# R15-300 and RF Remote



## martyandpeg (Mar 21, 2007)

Please be kind...I'm very new to DirectTV...it was installed yesterday. OK, we live fulltime in a motorhome, and the receiver (R15-300) is in a cabinet off to the right. With our Dish DVR, we had an RF remote that would work all over...even with the outside TV. 

I see that the manual says that the RF antenna is for future use, but I think I read somewhere where it can be activated now. DirectTV (via phone) told me no, that they do not have that capability. 

I am wondering, as you guys seem to be in the know, can I just order the RF remote (it is called the universal RF remote on the DirectTV website) then go thru the RF activation instructions posted here on this forum? I kept the RF antenna from my Dish DVR and put it on the back of my new R15.

Thanks;

Marty


----------



## Earl Bonovich (Nov 15, 2005)

Yes... You can do just ask you ask.

It is not "officially" activated ... but it does work.


----------



## bdinger (Mar 20, 2007)

Sweet, I was just about to ask this! I have an R15 (with another on the way), but no idea which series it is. I had a external antenna that came with my H20 last year, so I threw it on. Unfortunately the only remotes I have are the plain-jane 32s, not the RFs 

I'm assuming if I get a RF remote and do the proper codes, I should be fine? If so, I'm totally pulling the trigger on it tonight. For my house it'd be awesome, we have a R15 in the fiancee's office/workout room adjacent to our basement "family room". Since the run is just a tad too long for any s-video or RCA cables I had, I ran a coax run from her office to the TV in the family area, which normally has a H20. Works great for our DVR watching, except we have to go in the other room to do anything. That kind of stinks.


----------



## martyandpeg (Mar 21, 2007)

I just called Bestbuy, and they have RF remotes in stock for $25.99. it is a 30 mile trip (one-way), but i have a $25 gift card. 

I'm on my way....let everyone know how it goes.


----------



## martyandpeg (Mar 21, 2007)

OK, the BestBuy trip was a major bust. Turns out that the one they had was an RCA Universal, that only had RF capability with RCA equipment. And I was so specific when I asked.

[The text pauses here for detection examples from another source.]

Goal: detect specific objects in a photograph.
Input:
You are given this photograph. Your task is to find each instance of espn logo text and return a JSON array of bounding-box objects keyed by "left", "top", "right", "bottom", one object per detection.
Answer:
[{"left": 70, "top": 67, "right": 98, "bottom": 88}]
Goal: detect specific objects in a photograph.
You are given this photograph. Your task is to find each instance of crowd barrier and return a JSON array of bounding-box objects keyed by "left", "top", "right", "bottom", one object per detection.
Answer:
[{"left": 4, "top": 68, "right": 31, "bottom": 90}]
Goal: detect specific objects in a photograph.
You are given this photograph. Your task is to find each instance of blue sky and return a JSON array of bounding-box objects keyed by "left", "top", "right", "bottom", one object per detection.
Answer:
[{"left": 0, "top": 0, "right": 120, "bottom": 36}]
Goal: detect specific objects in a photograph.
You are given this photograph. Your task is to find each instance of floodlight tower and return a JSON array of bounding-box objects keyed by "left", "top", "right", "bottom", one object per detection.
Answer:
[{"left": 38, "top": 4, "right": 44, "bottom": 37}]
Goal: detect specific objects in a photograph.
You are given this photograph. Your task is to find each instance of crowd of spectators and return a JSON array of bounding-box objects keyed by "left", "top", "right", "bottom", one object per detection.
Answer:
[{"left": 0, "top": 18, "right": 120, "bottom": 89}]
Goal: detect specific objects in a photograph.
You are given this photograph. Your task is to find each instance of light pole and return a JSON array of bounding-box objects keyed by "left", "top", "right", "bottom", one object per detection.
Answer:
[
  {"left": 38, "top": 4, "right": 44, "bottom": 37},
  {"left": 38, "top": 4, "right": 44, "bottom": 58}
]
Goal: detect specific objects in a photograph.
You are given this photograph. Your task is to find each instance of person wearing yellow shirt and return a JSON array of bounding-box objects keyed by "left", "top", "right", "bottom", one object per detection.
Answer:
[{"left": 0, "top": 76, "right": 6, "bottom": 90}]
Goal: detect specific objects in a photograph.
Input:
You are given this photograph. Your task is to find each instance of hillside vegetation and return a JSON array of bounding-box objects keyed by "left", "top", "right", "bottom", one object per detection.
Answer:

Even when I talked with the supervisor he assured me it would work with DirectTV. Nope....guess it goes back. 

Oh well, whats another 70 miles on the car. Wife is happy; she had me take her out for dinner. 

So, looks like I will be ordering it thru DirectTV.

Marty


----------



## Pink Fairy (Dec 28, 2006)

Yep, RF remote is $25, or $30 for the antenna to come with it. But the CSR's won't know the backdoor programming to program it to RF, or that it even works.


----------



## martyandpeg (Mar 21, 2007)

OK, one more question. Will this RF remote work with the R15-300? I noticed while I was at BestBuy their R15 is a R15-500. 

Ayone know what the difference is?


----------



## Pink Fairy (Dec 28, 2006)

As long as the remote is an 
:
·RC24 
·RC32RF 
·RC34 

..you should be good.


----------



## martyandpeg (Mar 21, 2007)

I ordered the RF remote from DirecTV last Wednesday, it came today. I followed the instructions for activating it and it works just GREAT. Oh, I did keep the antenna off my Dish DVR....that probably helps.


----------